Charlotte de Vreeze-Nauta questions whether parenting has become harder in the internet age.

We spent Christmas with my parents and one of my brothers with his wife and their children. Right before we sat down for Christmas dinner, there was a squabble going on between the parents and the children about the phones.

The adults wanted them off the table and out of sight, the kids treated them as an extension of themselves. We ended on the consensus of phones on the table but facing down and no touching. Sigh…

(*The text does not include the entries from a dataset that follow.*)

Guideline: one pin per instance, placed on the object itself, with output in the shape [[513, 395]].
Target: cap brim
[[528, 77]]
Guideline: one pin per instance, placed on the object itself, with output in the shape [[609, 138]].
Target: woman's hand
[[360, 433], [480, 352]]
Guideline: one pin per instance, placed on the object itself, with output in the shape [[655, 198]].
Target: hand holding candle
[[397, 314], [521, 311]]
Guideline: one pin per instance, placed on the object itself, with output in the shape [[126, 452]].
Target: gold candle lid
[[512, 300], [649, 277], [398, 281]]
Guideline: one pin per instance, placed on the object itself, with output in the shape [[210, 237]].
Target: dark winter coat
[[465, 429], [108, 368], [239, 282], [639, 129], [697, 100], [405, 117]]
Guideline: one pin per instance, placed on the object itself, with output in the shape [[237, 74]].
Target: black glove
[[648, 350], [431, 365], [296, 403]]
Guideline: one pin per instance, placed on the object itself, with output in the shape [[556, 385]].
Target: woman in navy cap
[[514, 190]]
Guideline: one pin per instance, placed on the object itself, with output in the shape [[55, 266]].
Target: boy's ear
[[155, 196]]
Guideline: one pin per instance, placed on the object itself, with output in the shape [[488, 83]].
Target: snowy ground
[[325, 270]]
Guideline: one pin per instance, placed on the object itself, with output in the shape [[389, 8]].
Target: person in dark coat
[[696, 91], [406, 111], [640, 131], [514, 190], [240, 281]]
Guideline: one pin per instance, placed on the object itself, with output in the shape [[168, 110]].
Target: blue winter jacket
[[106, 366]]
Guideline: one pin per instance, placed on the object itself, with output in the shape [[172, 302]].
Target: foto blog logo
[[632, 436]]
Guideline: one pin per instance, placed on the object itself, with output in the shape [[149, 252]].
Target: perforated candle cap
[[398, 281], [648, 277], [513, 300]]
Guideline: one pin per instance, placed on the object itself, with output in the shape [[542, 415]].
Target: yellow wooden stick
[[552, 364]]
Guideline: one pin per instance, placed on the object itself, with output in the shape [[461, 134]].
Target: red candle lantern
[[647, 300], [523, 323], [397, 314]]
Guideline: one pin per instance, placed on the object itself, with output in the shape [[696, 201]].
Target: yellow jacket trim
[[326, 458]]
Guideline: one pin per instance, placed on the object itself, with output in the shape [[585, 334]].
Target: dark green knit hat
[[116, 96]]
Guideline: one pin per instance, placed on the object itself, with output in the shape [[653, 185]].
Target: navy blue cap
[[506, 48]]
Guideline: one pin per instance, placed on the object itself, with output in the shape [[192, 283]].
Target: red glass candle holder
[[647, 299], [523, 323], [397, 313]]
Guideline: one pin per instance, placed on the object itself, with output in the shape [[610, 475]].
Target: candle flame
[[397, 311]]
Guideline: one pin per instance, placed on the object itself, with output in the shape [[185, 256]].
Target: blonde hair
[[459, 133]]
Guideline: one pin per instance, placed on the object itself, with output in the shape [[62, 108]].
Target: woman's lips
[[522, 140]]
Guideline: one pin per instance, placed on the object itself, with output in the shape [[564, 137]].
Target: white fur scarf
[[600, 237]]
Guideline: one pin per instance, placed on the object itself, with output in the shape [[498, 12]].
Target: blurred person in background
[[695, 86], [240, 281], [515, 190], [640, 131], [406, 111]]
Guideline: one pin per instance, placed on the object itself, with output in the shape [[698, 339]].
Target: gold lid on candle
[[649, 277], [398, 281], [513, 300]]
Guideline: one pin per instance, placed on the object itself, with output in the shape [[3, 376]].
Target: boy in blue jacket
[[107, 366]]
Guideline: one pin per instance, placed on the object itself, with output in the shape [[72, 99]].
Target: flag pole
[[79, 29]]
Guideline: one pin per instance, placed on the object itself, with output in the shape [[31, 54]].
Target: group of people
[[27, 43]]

My parents, not having partaken in this discussion, looked at each other happily and said life was so much easier when they were younger and raising kids.

There were no phones, tablets or computers. There were no discussions about being allowed or not to have a phone in the bedroom during the night. There were no YouTube distractions, TikTok or online games when homework needed to be done. There were no excuses that a computer was indispensable for schoolwork.

I mean, growing up, we had a computer, but all it really was was a fancy typewriter. It just had a screen instead of paper and you had to insert a floppy disk instead of typewriter ribbon.

Later on, we were able to play ‘pong’ and Pacman but that’s as exciting as it got. We weren’t in contact with the outside world via chat or email. It didn’t even exist then. So, a computer really served no other goal than to type your schoolwork on.

The only stress my parents had from that computer was when my brothers or I didn’t save our essays correctly and we would need to start over again, swearing and screaming.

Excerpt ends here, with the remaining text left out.